It is also used for the effect this first sin has on all humans, referring to something that, in a sense, resides with or within us. As such, it is a bit of a misnomer. It is not itself, at least not necessarily (depending on your understanding of it), sin; rather, it is what precedes actual sin.
And here, with original sin as an effect, the controversy – and the questions – begin. What exactly is that effect and the ‘something within us’ that results? Which components are involved? What is passed on and how?
Obviously, original sin includes corruption, but corruption of what? Is it bondage of the will? But if it is, and we are born with it, why would be held accountable for it? Is it the corruption of human nature? But what is human nature? The concept is abstract. McFarland (2010) prefers to locate original sin in the human self or person rather than in human nature. After all, it is the person who sins, not a nature.
Original sin is usually understood to mean that we are not able not to sin; whatever it is, that is its result. Are we, then, condemned for what we cannot avoid?
Is there in addition a component we may call original guilt? That is, are we guilty, quite apart from anything we did ourselves, but simply on account of Adam’s sin? This seems fundamentally unjust, and it may be very hard to justify such an idea. People have tried, as we will see, but something like ‘imputed guilt’ is not easily reconciled with basic conceptions of justice, even within the Bible: “the soul who sins shall die” (Ezek. 18:4, 20). Yes, there is also Exodus 20:5, “visiting the iniquity of the fathers on the children to the third and the fourth generation of those who hate me”, but whatever else may be said about the verse, it puts a stop at the fourth generation – and therefore has nothing to do with any effects Adam’s sin may still have today.
Unfortunately, on original sin itself, there is not much in Scripture to go by. It is mostly Genesis 3 and Romans 5:12-21. There is Genesis 8:21, “the intention of man’s heart is evil from his youth” (a milder assessment than the one before the flood in Genesis 6:5; and notice it is from youth, not from birth). Plus, a long record of consistent human failure in the OT. Very early on, Joshua got it exactly right: “You are not able to serve the LORD, for he is a holy God” (Joshua 24:19). But why is this so?
After a brief look at Genesis 3, I will wrestle with Romans 5 in more detail; it truly is the most crucial passage. In all of this, I am forgoing questions of a historical Adam and the beginnings of the human race, a topic in its own right; I will simply work with the theology of both Genesis and Paul.
Genesis 3
Genesis 3 is the foundational story on our topic, but it does not explain much. It just tells the story. In fact, Genesis 3 states a whole lot less than most readers assume. Their (our) assumptions reflect later theological reflection, not the text. Genesis 3 does not even use the terms sin or fall.

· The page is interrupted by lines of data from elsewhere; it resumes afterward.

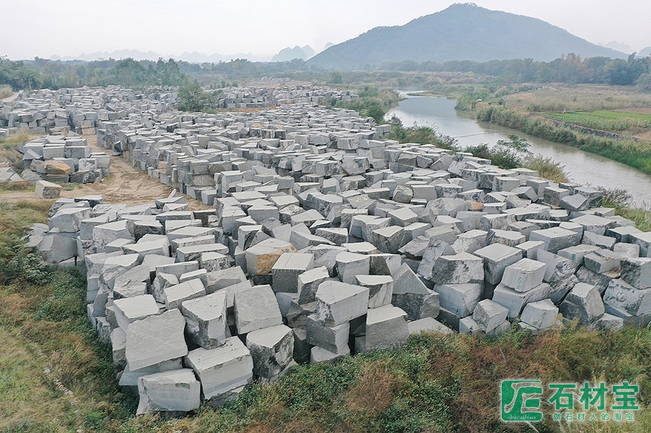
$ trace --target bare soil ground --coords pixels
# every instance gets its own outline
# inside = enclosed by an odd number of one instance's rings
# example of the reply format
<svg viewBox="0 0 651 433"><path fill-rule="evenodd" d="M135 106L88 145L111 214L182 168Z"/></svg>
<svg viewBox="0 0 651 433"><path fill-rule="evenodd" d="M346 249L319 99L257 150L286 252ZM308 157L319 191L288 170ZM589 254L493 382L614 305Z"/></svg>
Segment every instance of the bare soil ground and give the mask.
<svg viewBox="0 0 651 433"><path fill-rule="evenodd" d="M84 135L93 152L104 152L105 149L97 145L96 135ZM153 201L156 198L167 197L172 189L147 176L145 172L137 171L125 159L111 155L111 174L94 183L79 185L69 191L61 192L61 197L74 198L90 194L101 194L104 201L109 203L139 205ZM0 194L0 201L33 200L36 196L33 190L8 192ZM205 209L201 201L186 196L191 209Z"/></svg>

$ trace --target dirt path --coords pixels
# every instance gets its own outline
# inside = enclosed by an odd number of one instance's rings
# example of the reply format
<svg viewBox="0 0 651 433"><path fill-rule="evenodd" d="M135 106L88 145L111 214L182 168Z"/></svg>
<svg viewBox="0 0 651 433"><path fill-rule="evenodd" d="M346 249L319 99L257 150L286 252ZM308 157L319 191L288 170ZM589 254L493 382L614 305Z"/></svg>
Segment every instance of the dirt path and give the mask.
<svg viewBox="0 0 651 433"><path fill-rule="evenodd" d="M84 135L93 152L106 152L97 145L96 135ZM156 198L167 197L172 189L147 176L145 172L136 171L126 160L111 155L111 174L94 183L79 185L70 191L62 191L61 196L75 198L90 194L101 194L109 203L140 205L151 202ZM195 210L210 209L201 201L185 196L191 208ZM33 191L7 192L0 194L0 201L33 200Z"/></svg>

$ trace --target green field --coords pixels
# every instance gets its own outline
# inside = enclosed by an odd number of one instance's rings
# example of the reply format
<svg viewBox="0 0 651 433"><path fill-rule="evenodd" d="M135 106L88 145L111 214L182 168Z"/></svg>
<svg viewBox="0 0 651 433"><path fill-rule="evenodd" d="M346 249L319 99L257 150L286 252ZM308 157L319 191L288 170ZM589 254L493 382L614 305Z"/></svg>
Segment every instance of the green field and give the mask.
<svg viewBox="0 0 651 433"><path fill-rule="evenodd" d="M621 132L651 128L651 114L612 110L546 113L545 117L587 128Z"/></svg>

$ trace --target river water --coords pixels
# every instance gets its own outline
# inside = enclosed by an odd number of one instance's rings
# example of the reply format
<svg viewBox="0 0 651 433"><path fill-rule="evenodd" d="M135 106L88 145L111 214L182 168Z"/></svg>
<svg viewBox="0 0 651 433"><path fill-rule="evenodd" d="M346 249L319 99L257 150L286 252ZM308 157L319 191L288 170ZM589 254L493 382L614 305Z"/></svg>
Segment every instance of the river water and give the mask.
<svg viewBox="0 0 651 433"><path fill-rule="evenodd" d="M453 99L409 96L404 92L400 94L406 99L391 109L386 117L390 118L395 115L405 127L410 127L415 122L419 126L434 127L441 133L456 138L462 147L480 143L495 144L498 140L508 140L508 135L515 134L526 138L534 154L551 157L563 163L572 181L592 186L624 188L633 195L636 201L651 203L651 176L626 164L519 131L477 122L469 114L455 110L456 101Z"/></svg>

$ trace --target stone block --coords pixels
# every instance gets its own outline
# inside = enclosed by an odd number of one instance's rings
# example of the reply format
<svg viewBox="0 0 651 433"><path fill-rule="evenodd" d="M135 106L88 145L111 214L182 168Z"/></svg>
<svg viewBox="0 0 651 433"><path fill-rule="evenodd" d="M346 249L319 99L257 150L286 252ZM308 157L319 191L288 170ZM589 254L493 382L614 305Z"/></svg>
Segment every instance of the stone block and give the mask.
<svg viewBox="0 0 651 433"><path fill-rule="evenodd" d="M291 244L277 239L265 239L246 250L247 269L251 275L271 273L273 265L285 252L296 252Z"/></svg>
<svg viewBox="0 0 651 433"><path fill-rule="evenodd" d="M584 256L583 265L598 274L609 272L619 268L619 255L610 250L597 250Z"/></svg>
<svg viewBox="0 0 651 433"><path fill-rule="evenodd" d="M308 344L334 353L345 352L347 348L350 333L349 322L328 326L321 322L317 314L312 314L306 317L305 329Z"/></svg>
<svg viewBox="0 0 651 433"><path fill-rule="evenodd" d="M63 189L60 185L57 185L47 181L37 181L35 186L36 196L40 198L56 198L61 195Z"/></svg>
<svg viewBox="0 0 651 433"><path fill-rule="evenodd" d="M651 257L622 261L622 279L638 289L651 288Z"/></svg>
<svg viewBox="0 0 651 433"><path fill-rule="evenodd" d="M622 279L614 279L604 293L604 302L611 307L609 310L615 309L631 316L648 317L651 315L651 288L637 289Z"/></svg>
<svg viewBox="0 0 651 433"><path fill-rule="evenodd" d="M339 280L352 284L356 276L369 274L371 257L367 254L342 252L336 255L336 263Z"/></svg>
<svg viewBox="0 0 651 433"><path fill-rule="evenodd" d="M559 310L564 317L576 317L583 325L594 323L605 312L604 302L597 287L585 283L574 286L561 303Z"/></svg>
<svg viewBox="0 0 651 433"><path fill-rule="evenodd" d="M236 337L214 349L199 347L188 354L186 364L201 382L204 398L218 397L253 380L251 352Z"/></svg>
<svg viewBox="0 0 651 433"><path fill-rule="evenodd" d="M535 230L529 236L530 241L544 242L544 249L554 254L559 250L578 245L580 239L580 235L576 232L561 227Z"/></svg>
<svg viewBox="0 0 651 433"><path fill-rule="evenodd" d="M165 308L171 310L180 309L184 301L205 296L206 287L200 278L195 278L165 287L162 293Z"/></svg>
<svg viewBox="0 0 651 433"><path fill-rule="evenodd" d="M201 404L201 384L190 369L147 374L138 380L137 415L189 412Z"/></svg>
<svg viewBox="0 0 651 433"><path fill-rule="evenodd" d="M312 254L283 253L271 267L273 291L297 293L299 276L312 267Z"/></svg>
<svg viewBox="0 0 651 433"><path fill-rule="evenodd" d="M219 347L228 337L226 297L225 291L221 291L184 301L181 304L188 334L204 349Z"/></svg>
<svg viewBox="0 0 651 433"><path fill-rule="evenodd" d="M325 281L317 290L319 320L334 326L366 314L369 289L338 281Z"/></svg>
<svg viewBox="0 0 651 433"><path fill-rule="evenodd" d="M282 324L273 291L269 285L235 292L235 326L238 334Z"/></svg>
<svg viewBox="0 0 651 433"><path fill-rule="evenodd" d="M376 309L391 303L393 278L390 275L358 275L358 285L369 288L369 308Z"/></svg>
<svg viewBox="0 0 651 433"><path fill-rule="evenodd" d="M502 324L508 315L508 310L491 301L484 299L478 302L472 313L472 318L484 332L490 332Z"/></svg>
<svg viewBox="0 0 651 433"><path fill-rule="evenodd" d="M392 305L369 309L366 318L366 333L356 339L356 352L402 345L409 337L406 315L402 309Z"/></svg>
<svg viewBox="0 0 651 433"><path fill-rule="evenodd" d="M472 314L481 300L484 286L482 283L437 284L434 291L439 293L441 307L463 317Z"/></svg>
<svg viewBox="0 0 651 433"><path fill-rule="evenodd" d="M558 315L558 307L550 300L545 299L525 305L520 320L538 329L546 329L554 326Z"/></svg>
<svg viewBox="0 0 651 433"><path fill-rule="evenodd" d="M294 333L284 325L258 329L247 334L247 347L253 358L254 377L272 380L286 371L293 360Z"/></svg>
<svg viewBox="0 0 651 433"><path fill-rule="evenodd" d="M185 324L177 309L132 323L125 331L129 368L137 370L187 354Z"/></svg>
<svg viewBox="0 0 651 433"><path fill-rule="evenodd" d="M527 291L516 291L500 284L493 291L493 300L508 309L508 317L514 318L520 315L527 304L549 298L551 291L551 287L546 283Z"/></svg>
<svg viewBox="0 0 651 433"><path fill-rule="evenodd" d="M467 252L441 256L434 263L431 280L437 284L482 283L484 280L483 260Z"/></svg>
<svg viewBox="0 0 651 433"><path fill-rule="evenodd" d="M528 291L542 283L546 270L545 263L523 259L506 267L502 284L516 291Z"/></svg>
<svg viewBox="0 0 651 433"><path fill-rule="evenodd" d="M480 248L474 254L483 259L486 282L493 285L499 284L502 281L507 266L522 259L521 250L500 244L493 244Z"/></svg>
<svg viewBox="0 0 651 433"><path fill-rule="evenodd" d="M124 331L136 320L158 314L158 306L151 295L116 299L113 301L113 308L118 325Z"/></svg>

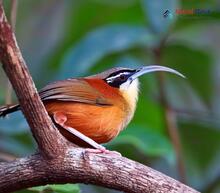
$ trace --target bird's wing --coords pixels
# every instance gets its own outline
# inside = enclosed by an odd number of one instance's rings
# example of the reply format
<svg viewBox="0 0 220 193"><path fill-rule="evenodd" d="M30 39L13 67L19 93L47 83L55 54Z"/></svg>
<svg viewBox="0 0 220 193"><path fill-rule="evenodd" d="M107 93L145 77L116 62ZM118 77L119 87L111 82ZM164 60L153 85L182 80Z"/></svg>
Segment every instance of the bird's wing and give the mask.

The change that follows the event as described in Genesis 3 is limited, much of it relational. In more formal theological language, sin “caused a fundamental deformation in humanity’s relationship to God, each other, and the rest of creation” (McFarland 2010: 29).
This is a far cry from some modern renditions of the event that go so far as to even deny the validity of the laws of thermodynamics for creation before the fall – a view that is difficult to square with the world and its history as they present themselves to us.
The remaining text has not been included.